The truth is, brands see using these in-between models as a "safe" way to dip their toes into unfamiliar waters. Rather than jumping from a size 6 to a size 20, they'll call on someone like Iskra Lawrence, who is a size 14 with the kind of curves you only see once in a lifetime. There has long been controversy over the so-called "glorification" of plus-size, with arguments that we have gone from one extreme to another. But is this really true, given that the majority of popular "plus-size models" are barely a size 16? The plus-size industry is a huge one that will continue to grow, and perhaps by removing the labels on models who do not fairly represent their consumers, the plus-size industry will have the opportunity to diversify even more.
In an ideal world, in-between models should not be seen as token "real girls" alongside their size-6 colleagues. It just shouldn't even be mentioned. The average female dress size varies depending on the study, but most agree it's somewhere around 14 to 16 in the UK. Naysayers have often complained that rather than using models who are either size 0 or size 18 with nothing in between, we should be showing a breadth of sizes. So where better to start than the middle? Despite apparently being "average" in size, women like me are not really the focus of anyone's attention in the industry!
What I remind myself is that in truth we are the luckiest of the lot, even if we don't feel like it sometimes. Those of us who're a size 14 or 16 can technically shop at more retailers than anyone of any other size. We can buy standard and plus-size clothes. Obviously, the disappointment comes when you then realise that neither are designed with us in mind. I get just as many funny looks from shop assistants when I walk into Evans as I do when I ask for a bigger size in Miss Selfridge. But I have the option, something many other women are not lucky enough to have.

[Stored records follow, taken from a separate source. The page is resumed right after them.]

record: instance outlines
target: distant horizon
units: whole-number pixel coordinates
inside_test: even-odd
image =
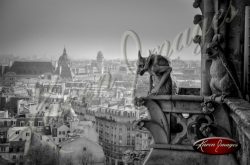
[[[18,0],[0,1],[0,54],[19,57],[58,58],[65,46],[72,59],[95,58],[101,50],[106,59],[123,58],[121,38],[134,30],[142,42],[142,55],[164,41],[193,28],[197,14],[186,0]],[[185,10],[185,14],[180,11]],[[196,44],[175,56],[200,59]],[[136,59],[132,39],[128,59]]]

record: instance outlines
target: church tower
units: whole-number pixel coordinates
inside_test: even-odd
[[[58,74],[62,79],[72,79],[72,73],[70,69],[70,60],[68,58],[66,48],[63,49],[63,54],[59,57],[56,74]]]

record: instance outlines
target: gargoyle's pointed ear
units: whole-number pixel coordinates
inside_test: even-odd
[[[142,56],[141,56],[141,51],[140,51],[140,50],[138,51],[138,58],[139,58],[139,59],[142,58]]]

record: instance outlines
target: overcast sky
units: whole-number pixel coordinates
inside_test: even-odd
[[[1,0],[0,54],[58,58],[66,46],[70,58],[123,58],[121,36],[138,33],[143,56],[193,27],[193,0]],[[132,40],[128,57],[136,58]],[[194,45],[193,45],[194,46]],[[200,59],[193,46],[173,54]]]

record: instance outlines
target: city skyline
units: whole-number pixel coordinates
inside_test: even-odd
[[[147,56],[148,49],[165,40],[172,42],[180,32],[193,27],[191,2],[183,0],[157,3],[4,0],[0,3],[0,55],[57,59],[65,46],[72,59],[93,59],[98,51],[107,59],[123,58],[121,38],[126,30],[132,29],[140,36],[143,56]],[[181,14],[177,6],[187,13]],[[134,41],[128,41],[128,58],[136,59]],[[194,44],[174,55],[200,59],[193,50]]]

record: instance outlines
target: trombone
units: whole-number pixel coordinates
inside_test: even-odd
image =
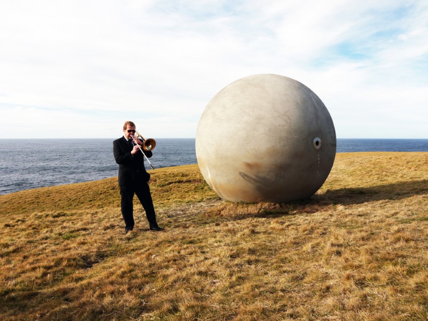
[[[153,150],[156,146],[156,141],[152,138],[148,138],[147,139],[145,139],[143,137],[143,135],[140,133],[137,130],[135,131],[135,133],[136,134],[135,136],[131,135],[132,140],[134,141],[134,143],[136,143],[137,146],[138,146],[138,148],[140,148],[140,150],[141,150],[141,152],[143,153],[143,155],[144,155],[144,157],[146,157],[146,159],[148,162],[149,165],[150,166],[150,167],[151,167],[151,169],[154,169],[154,168],[153,167],[153,165],[151,165],[150,161],[149,160],[149,158],[147,158],[147,156],[146,156],[144,152],[143,151],[143,149],[146,151]],[[143,145],[142,145],[143,146],[143,149],[141,149],[141,147],[140,146],[140,144],[137,142],[137,140],[140,138],[141,138],[141,140],[143,141]]]

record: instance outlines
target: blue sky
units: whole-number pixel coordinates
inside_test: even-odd
[[[339,138],[428,139],[427,39],[424,0],[2,1],[0,138],[193,138],[223,88],[275,73]]]

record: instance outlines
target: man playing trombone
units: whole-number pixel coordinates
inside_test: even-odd
[[[164,229],[156,222],[156,215],[148,183],[150,174],[144,167],[144,157],[147,157],[148,161],[148,158],[152,156],[151,149],[155,142],[151,140],[154,143],[153,147],[150,150],[142,149],[145,142],[139,138],[138,136],[135,136],[135,124],[132,122],[125,122],[123,125],[123,136],[113,142],[113,154],[116,163],[119,164],[120,207],[125,221],[125,234],[132,231],[134,227],[132,199],[135,194],[137,194],[146,212],[150,230],[159,231]]]

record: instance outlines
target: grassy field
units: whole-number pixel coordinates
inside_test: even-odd
[[[136,202],[124,234],[116,177],[0,196],[0,319],[428,319],[428,153],[338,154],[288,204],[150,172],[163,232]]]

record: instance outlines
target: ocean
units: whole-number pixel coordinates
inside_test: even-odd
[[[113,140],[0,139],[0,195],[117,176]],[[194,138],[156,143],[150,158],[155,169],[197,163]],[[362,151],[426,152],[428,139],[337,139],[338,153]]]

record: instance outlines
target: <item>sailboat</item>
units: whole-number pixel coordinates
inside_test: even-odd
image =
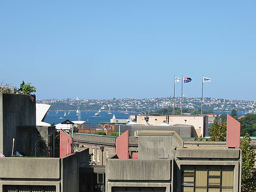
[[[99,110],[99,112],[97,113],[96,113],[94,115],[96,116],[97,116],[100,114],[100,113],[101,113],[101,108],[100,108],[100,110]]]

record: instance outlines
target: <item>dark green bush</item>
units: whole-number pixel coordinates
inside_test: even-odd
[[[121,135],[123,133],[120,133]],[[110,133],[110,136],[119,137],[119,132],[111,132]]]

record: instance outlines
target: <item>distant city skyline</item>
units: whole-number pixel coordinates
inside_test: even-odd
[[[4,1],[0,82],[37,99],[255,100],[256,2]],[[181,95],[181,82],[176,96]]]

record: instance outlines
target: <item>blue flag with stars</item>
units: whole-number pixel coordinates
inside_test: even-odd
[[[189,83],[192,80],[190,77],[183,77],[184,83]]]

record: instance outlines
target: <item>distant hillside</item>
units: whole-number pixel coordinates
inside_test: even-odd
[[[80,107],[81,110],[127,110],[129,112],[143,112],[149,109],[160,110],[163,108],[173,107],[172,97],[153,98],[144,99],[38,99],[37,103],[47,104],[52,105],[51,110],[76,110]],[[194,110],[201,108],[201,98],[185,97],[183,99],[183,107]],[[180,108],[181,98],[175,98],[175,107]],[[256,112],[256,102],[241,100],[229,100],[204,98],[203,109],[212,110],[214,112],[231,111],[237,109],[238,112]]]

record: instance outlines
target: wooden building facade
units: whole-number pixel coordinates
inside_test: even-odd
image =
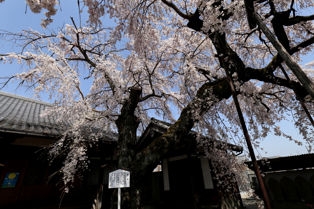
[[[7,173],[19,174],[15,187],[0,188],[0,207],[58,207],[61,197],[62,206],[77,205],[77,208],[92,208],[90,200],[94,204],[102,183],[102,208],[107,208],[113,191],[108,188],[109,171],[117,167],[117,134],[113,132],[106,133],[97,144],[89,148],[89,170],[78,174],[69,192],[62,194],[62,175],[58,171],[63,159],[54,160],[50,166],[47,160],[40,157],[42,151],[39,151],[62,134],[56,117],[40,117],[46,108],[53,105],[0,91],[2,151],[0,164],[4,165],[0,166],[0,184],[2,185]],[[63,126],[64,123],[67,122]],[[138,150],[149,144],[171,125],[152,118],[139,138]],[[173,151],[161,160],[161,171],[153,173],[147,182],[144,208],[170,208],[180,205],[193,208],[215,206],[221,209],[241,208],[236,196],[220,192],[217,187],[216,180],[212,178],[214,174],[211,171],[211,163],[205,157],[202,148],[197,148],[195,133],[190,131]],[[241,147],[230,145],[234,151],[242,150]],[[101,167],[105,165],[107,165],[105,167]],[[56,172],[60,175],[48,181],[49,177]],[[94,196],[90,198],[91,194]]]

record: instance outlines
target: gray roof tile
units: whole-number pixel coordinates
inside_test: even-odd
[[[56,137],[64,133],[61,127],[70,127],[70,121],[58,121],[57,116],[40,116],[51,103],[0,91],[0,129],[16,130],[27,132],[45,133]],[[98,132],[99,127],[92,127]],[[103,133],[102,140],[116,141],[117,133]]]

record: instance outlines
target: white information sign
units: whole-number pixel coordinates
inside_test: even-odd
[[[117,168],[109,173],[109,188],[130,187],[130,170]]]

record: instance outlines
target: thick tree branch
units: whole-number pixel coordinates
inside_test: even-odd
[[[172,2],[168,2],[166,0],[161,0],[161,1],[164,3],[165,4],[167,5],[169,7],[170,7],[171,8],[173,9],[173,10],[176,11],[178,14],[180,15],[180,16],[182,17],[184,19],[189,19],[190,18],[191,18],[191,15],[188,14],[185,14],[183,13],[178,8],[176,5],[174,4]]]

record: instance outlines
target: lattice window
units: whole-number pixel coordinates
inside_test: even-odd
[[[98,163],[91,162],[89,166],[90,170],[88,173],[88,185],[96,185],[98,184],[99,179],[100,165]]]
[[[43,184],[47,169],[47,165],[41,161],[30,160],[27,164],[22,185]]]

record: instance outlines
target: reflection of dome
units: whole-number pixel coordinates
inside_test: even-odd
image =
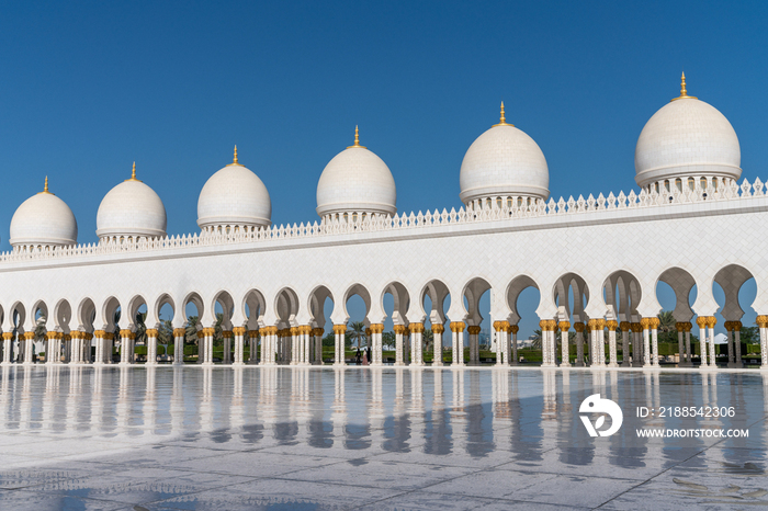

So it really comes down to being creative, and using that choice to build the perfect wardrobe. In-betweeners become experts at picking and choosing items from various retailers, learning what works and what doesn't from each range. As we often have larger busts and curvier hips and bums to consider, we rarely find one size fits all, and we have to shop around. We don't have many people in the public eye to look to for inspiration, because so often with fame comes pressure to lose weight and put out an exercise DVD. We look for inspiration online, as our blogosphere is growing too. More brands are adjusting their in-store displays to reference our body types. Hell, even Victoria Beckham now makes dresses in our size!
The future is ours, because we know the real truth. Years of not knowing quite where we fit has taught us that "normal" and "average" don't really exist, and while every body is different, all of them are brilliant. And as we continue to see more of them represented in fashion, it's our time to to shine.
Note: Unless otherwise stated, all dress sizes referenced are UK sizes. US sizes are approximately UK minus 4 (e.g., UK 14 = US 10).